Los dedos de Vinar aferraron con fuerza los de ella, pero su mirada estaba clavada en la mesa, no en la muchacha. Había esperado tener un poco mas de tiempo; tiempo para que las emociones de ella despertaran, y para que él se sintiera más seguro de ella. Pero no podía negarle esto. No quería negarle nada; por encima de todo deseaba que fuera feliz, ya que esto formaba parte de su amor y era probablemente la parte más valiosa.
—Sí —dijo, y con un ligero esfuerzo se deshizo de las dudas y el miedo, para volverse por fin hacia ella y sonreírle con afecto—. Sí, iremos.

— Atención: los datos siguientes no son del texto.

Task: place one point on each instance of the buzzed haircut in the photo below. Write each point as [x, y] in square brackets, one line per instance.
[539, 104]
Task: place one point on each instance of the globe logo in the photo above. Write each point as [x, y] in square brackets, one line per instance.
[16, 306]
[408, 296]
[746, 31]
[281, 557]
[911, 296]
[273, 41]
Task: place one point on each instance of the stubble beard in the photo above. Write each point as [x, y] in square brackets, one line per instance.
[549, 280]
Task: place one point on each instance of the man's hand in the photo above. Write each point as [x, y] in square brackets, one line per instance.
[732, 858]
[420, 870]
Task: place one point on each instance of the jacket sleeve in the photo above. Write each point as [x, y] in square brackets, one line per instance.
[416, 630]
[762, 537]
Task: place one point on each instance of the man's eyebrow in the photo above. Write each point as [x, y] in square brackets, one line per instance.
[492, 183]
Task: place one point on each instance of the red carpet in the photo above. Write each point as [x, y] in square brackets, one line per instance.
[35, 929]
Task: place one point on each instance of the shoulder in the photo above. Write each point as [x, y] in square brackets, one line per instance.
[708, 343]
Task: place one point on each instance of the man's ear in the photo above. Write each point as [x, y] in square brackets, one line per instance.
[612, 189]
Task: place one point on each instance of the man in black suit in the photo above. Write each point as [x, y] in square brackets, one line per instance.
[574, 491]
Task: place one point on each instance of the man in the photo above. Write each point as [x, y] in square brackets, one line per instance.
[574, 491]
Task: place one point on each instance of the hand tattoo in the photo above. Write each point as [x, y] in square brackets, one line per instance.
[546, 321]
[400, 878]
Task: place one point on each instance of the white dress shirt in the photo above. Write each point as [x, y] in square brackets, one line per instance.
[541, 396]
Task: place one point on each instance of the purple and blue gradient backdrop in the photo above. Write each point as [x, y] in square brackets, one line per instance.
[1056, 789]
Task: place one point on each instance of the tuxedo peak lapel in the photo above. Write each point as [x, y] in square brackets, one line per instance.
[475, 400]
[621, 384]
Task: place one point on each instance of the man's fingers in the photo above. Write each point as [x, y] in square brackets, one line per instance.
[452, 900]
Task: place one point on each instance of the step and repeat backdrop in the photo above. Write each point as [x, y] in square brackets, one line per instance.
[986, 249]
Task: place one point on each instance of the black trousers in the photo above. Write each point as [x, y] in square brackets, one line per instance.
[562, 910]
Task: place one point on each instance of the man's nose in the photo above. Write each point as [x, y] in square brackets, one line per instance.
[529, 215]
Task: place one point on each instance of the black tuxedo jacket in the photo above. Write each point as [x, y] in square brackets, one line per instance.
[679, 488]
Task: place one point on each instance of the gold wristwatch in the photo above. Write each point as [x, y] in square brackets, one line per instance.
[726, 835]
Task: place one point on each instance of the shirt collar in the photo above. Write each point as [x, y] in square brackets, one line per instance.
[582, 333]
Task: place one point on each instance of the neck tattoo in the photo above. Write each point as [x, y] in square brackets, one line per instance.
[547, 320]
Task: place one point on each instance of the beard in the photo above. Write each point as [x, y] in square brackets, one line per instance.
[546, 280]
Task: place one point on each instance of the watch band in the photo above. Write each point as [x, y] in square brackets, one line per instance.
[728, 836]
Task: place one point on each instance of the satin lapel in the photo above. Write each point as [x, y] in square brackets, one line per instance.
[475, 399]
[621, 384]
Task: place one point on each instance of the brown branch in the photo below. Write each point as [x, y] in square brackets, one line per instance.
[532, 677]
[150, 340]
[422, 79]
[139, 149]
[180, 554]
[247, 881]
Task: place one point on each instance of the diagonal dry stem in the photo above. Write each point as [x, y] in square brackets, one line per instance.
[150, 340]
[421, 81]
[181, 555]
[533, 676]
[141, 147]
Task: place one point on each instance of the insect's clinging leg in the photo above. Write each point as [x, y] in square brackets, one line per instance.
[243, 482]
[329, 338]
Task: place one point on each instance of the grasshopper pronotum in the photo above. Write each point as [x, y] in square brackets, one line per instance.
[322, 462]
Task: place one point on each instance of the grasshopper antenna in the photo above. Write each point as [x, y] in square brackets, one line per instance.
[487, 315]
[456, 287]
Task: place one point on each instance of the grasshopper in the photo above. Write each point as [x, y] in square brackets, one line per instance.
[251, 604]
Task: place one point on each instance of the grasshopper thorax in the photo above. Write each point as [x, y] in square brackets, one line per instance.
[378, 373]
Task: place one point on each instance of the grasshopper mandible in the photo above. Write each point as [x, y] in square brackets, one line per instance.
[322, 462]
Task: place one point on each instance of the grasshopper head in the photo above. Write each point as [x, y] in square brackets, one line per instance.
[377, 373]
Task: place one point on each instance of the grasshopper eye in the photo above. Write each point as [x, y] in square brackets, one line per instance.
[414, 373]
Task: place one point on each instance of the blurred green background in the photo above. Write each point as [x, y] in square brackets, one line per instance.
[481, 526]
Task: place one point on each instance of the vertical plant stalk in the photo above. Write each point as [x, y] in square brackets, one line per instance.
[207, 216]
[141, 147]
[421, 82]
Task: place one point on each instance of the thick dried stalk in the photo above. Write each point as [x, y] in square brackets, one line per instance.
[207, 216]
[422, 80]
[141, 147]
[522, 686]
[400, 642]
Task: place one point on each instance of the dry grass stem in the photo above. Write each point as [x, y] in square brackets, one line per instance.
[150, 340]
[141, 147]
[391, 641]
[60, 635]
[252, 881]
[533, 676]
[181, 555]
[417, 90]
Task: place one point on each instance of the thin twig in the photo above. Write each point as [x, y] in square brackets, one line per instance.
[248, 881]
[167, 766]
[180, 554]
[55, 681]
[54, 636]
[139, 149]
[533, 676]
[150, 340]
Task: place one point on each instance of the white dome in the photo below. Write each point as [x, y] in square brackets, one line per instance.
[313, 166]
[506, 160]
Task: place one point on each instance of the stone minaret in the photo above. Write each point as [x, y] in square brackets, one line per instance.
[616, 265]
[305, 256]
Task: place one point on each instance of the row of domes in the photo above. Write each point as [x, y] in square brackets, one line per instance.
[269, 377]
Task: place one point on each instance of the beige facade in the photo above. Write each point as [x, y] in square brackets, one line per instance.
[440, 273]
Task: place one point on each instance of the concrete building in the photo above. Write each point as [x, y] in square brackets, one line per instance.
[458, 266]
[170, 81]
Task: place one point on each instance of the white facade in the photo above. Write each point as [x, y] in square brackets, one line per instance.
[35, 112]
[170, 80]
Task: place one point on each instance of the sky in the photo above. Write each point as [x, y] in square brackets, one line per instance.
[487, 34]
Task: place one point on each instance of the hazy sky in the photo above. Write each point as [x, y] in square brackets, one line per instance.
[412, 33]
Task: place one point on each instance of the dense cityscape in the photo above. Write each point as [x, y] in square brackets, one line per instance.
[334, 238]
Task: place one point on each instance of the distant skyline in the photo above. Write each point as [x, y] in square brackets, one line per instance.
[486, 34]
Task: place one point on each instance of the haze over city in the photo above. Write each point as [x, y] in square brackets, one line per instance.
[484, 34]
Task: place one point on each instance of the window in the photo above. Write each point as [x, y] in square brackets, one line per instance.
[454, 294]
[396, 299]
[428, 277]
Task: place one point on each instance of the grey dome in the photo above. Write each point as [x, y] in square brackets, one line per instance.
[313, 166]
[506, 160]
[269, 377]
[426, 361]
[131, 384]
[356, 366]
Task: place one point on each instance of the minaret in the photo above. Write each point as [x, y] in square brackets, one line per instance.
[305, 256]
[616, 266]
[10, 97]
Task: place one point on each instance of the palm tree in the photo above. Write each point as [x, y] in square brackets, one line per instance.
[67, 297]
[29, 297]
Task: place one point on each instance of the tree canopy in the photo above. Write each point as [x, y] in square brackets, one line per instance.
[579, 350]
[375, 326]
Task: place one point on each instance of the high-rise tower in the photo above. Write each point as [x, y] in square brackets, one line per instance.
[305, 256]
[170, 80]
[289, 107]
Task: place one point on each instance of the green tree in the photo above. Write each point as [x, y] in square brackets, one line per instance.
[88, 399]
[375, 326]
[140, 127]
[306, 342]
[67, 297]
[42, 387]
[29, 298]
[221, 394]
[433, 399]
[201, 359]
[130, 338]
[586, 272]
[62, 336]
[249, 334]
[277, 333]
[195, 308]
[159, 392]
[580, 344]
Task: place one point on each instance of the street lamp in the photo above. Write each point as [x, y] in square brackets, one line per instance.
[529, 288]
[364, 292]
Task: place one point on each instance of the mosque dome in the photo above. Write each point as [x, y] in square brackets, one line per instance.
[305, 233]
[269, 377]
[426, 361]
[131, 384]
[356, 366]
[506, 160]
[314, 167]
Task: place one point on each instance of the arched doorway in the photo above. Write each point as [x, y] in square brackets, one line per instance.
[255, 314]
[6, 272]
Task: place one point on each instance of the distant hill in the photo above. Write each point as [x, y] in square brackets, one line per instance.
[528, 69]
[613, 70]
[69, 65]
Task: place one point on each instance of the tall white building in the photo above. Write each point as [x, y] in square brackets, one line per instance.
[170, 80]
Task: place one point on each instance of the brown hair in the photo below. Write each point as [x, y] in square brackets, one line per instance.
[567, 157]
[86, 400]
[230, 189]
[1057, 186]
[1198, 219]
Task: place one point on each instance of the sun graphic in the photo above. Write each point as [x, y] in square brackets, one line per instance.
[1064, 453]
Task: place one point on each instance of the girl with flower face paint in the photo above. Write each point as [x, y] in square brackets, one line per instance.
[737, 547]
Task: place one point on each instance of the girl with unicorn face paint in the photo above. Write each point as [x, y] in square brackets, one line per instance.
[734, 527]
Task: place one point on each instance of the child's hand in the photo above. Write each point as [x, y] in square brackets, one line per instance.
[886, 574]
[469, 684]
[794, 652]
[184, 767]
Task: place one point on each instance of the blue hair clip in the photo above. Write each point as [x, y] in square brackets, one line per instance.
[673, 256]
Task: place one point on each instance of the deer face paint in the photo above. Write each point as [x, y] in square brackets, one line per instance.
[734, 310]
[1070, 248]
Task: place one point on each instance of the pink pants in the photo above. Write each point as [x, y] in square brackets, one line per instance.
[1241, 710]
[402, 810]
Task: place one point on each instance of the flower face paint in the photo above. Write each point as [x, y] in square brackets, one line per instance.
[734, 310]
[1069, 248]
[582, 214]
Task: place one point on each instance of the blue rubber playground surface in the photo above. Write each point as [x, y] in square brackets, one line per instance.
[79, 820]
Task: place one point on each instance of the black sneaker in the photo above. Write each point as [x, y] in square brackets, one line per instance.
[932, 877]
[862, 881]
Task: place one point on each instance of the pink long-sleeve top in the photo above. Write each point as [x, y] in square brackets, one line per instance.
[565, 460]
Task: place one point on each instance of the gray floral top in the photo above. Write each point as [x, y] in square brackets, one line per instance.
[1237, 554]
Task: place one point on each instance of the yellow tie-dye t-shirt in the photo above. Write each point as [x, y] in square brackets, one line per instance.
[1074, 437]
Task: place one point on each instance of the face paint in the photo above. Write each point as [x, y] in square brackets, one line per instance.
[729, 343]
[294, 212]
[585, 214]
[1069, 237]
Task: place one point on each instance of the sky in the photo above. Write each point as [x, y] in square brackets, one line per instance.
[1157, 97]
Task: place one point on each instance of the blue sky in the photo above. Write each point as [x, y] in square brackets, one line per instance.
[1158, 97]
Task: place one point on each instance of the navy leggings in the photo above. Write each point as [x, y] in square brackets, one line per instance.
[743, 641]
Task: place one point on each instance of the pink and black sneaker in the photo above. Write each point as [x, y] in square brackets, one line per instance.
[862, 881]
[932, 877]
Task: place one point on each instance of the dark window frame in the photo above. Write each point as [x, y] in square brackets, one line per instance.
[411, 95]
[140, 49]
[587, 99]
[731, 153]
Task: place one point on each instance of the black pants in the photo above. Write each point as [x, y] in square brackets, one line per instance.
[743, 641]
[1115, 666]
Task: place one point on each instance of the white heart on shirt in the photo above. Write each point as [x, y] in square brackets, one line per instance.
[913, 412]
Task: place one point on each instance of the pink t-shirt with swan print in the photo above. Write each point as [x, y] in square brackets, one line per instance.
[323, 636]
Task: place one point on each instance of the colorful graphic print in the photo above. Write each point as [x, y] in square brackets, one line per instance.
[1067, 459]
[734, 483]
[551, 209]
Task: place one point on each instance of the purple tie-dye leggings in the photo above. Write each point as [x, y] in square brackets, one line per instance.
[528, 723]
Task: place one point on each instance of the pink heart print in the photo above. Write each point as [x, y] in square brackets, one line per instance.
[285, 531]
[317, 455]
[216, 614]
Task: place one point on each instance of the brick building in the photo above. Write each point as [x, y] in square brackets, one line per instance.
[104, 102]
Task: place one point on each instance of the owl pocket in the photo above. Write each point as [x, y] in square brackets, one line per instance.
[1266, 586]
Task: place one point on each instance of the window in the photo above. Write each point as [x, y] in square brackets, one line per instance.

De hecho nos marcharemos hoy, en cuanto estemos listos, ¿eh? —Vio cómo su rostro se iluminaba y eso lo compensó—. ¡Vamos en busca de Grimya, y entretanto veremos al rey y le contaremos nuestras historias de viajeros! ¿Quién sabe? Puede que matemos dos pájaros de un tiro...
CAPÍTULO 8
Todos los que dormían a corta distancia de la torre redonda del ala norte de Carn Caille despertaron a causa de los gritos que salían del dormitorio de la reina. El rey Ryen abandonó sus propios aposentos y se encontró con que los criados corrían ya hacia el piso superior de la torre. Ryen avanzó hacia la escalera a grandes pasos y, con voz potente y llena de enojo, gritó a los agitados criados que retrocedieran, y corrió escalera arriba hasta la puerta de su esposa, acompañado de un solo hombre armado.
Cuando se acercaba, la puerta se abrió y una mujer alta de piel cetrina que llevaba un camisón con un chal de lana encima salió al exterior. Ketrin, doncella personal de la reina, vio a Ryen y realizó una reverencia algo forzada.